Yusuf Sûresi 108. Ayet

قُلْ هٰذِه۪ سَب۪يل۪ٓي اَدْعُٓوا اِلَى اللّٰهِ عَلٰى بَص۪يرَةٍ اَنَا۬ وَمَنِ اتَّبَعَن۪يۜ وَسُبْحَانَ اللّٰهِ وَمَٓا اَنَا۬ مِنَ الْمُشْرِك۪ينَ  ...

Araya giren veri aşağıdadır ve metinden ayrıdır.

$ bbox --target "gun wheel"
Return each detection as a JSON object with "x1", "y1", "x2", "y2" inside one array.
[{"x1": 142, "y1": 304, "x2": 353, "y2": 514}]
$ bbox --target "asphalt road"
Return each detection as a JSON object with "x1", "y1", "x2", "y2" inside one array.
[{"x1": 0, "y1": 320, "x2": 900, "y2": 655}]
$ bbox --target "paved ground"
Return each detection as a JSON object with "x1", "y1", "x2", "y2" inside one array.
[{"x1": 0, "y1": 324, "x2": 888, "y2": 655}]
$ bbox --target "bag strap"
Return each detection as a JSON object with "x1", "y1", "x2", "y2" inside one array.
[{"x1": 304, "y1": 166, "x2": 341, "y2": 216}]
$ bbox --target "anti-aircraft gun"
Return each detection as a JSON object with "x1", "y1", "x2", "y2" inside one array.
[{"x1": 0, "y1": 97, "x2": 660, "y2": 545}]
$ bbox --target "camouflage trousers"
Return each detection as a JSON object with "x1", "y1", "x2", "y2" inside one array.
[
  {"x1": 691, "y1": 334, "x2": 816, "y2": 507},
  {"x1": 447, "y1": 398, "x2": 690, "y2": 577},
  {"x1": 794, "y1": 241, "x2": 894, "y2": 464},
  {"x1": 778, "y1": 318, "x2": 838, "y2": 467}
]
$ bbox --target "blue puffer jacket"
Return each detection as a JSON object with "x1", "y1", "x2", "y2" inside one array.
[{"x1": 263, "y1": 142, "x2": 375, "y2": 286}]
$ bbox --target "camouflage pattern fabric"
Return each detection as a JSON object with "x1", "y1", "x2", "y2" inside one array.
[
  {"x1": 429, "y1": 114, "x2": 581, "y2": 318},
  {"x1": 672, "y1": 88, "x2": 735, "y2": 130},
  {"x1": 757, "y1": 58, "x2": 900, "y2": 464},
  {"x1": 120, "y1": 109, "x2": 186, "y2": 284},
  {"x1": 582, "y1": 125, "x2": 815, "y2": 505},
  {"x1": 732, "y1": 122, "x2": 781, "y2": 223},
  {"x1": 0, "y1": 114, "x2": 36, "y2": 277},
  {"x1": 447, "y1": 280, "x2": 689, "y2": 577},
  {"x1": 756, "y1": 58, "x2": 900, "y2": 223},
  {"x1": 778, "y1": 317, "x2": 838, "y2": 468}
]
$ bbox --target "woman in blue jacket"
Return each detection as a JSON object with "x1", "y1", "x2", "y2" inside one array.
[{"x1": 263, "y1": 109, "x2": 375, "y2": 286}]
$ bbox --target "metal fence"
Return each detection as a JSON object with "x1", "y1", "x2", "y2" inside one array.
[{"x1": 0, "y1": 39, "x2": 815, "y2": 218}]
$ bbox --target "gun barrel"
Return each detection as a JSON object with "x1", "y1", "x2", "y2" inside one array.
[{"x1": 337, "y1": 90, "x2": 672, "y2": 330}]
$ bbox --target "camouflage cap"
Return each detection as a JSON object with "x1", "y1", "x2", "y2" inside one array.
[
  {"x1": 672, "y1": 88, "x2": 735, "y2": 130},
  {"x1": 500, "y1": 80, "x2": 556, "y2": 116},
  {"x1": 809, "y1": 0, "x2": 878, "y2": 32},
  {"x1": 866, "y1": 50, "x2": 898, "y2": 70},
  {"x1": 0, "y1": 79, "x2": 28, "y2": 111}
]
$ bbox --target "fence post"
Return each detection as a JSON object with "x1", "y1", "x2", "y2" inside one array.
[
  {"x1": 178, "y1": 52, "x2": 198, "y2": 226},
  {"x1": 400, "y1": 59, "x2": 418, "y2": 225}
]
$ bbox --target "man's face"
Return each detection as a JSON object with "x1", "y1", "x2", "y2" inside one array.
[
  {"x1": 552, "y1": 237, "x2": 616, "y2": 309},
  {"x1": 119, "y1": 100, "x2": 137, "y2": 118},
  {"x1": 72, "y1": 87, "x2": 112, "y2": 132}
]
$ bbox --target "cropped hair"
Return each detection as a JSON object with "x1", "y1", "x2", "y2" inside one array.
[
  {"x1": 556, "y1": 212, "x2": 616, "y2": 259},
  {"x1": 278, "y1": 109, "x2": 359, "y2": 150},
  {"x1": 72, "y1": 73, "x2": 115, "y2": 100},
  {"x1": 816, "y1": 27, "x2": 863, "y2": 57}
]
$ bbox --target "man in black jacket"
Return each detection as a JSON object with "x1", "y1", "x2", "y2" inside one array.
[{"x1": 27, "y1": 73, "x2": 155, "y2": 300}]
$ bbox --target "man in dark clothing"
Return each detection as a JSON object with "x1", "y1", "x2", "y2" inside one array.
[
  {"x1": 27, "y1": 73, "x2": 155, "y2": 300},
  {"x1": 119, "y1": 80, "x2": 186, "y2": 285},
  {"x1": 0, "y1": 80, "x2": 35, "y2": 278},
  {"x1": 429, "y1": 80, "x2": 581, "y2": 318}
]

De ki: “İşte bu benim yolumdur. Ben ve bana uyanlar bilerek Allah’a çağırırız. Allah’ın şanı yücedir. Ben, Allah’a ortak koşanlardan değilim.”
 
Sıra Kelime Anlamı Kökü
1 قُلْ de ki ق و ل
2 هَٰذِهِ işte budur
3 سَبِيلِي benim yolum س ب ل
4 أَدْعُو da’vet ederim د ع و
5 إِلَى
6 اللَّهِ Allah’a
7 عَلَىٰ
8 بَصِيرَةٍ basiretle ب ص ر
9 أَنَا ben
10 وَمَنِ ve kimseler
11 اتَّبَعَنِي bana uyan(lar) ت ب ع
12 وَسُبْحَانَ ve şanı yücedir س ب ح
13 اللَّهِ Allah’ın
14 وَمَا ve değilim
15 أَنَا ben
16 مِنَ -dan
17 الْمُشْرِكِينَ ortak koşanlar- ش ر ك
 

“Ne yaptığımı bilerek” diye çevirdiğimiz basîret kelimesi sözlükte, “delil, kesin kanıt, inanç, bilgi, ibret alınacak şey, zihinsel olarak görmek, kestirmek, sezmek, idrak etmek, anlama ve kavrama yeteneği” gibi anlamlara gelmektedir. “Akla uygun, bilinç ve duyarlılıkla donanmış bir kavrayış” şeklinde de çevrilmiştir (Esed, II, 480). Âyette Hz. Peygamber’e, yolunun İslâm dini olduğunu, insanları sadece Allah’a çağırdığını, dolayısıyla kendisi ve ona uyanların aydınlık bir yol üzerinde bulunduklarını, Allah’a ortak koşanlardan olmadığını bildirmesi emredilmiştir. İşte Allah’a davet, bu şekilde basiret üzere, ne dediğini bilerek, ihlâs ve samimiyetle, hikmet ve güzel öğütle olmalıdır (ayrıca bk. Nahl16/125).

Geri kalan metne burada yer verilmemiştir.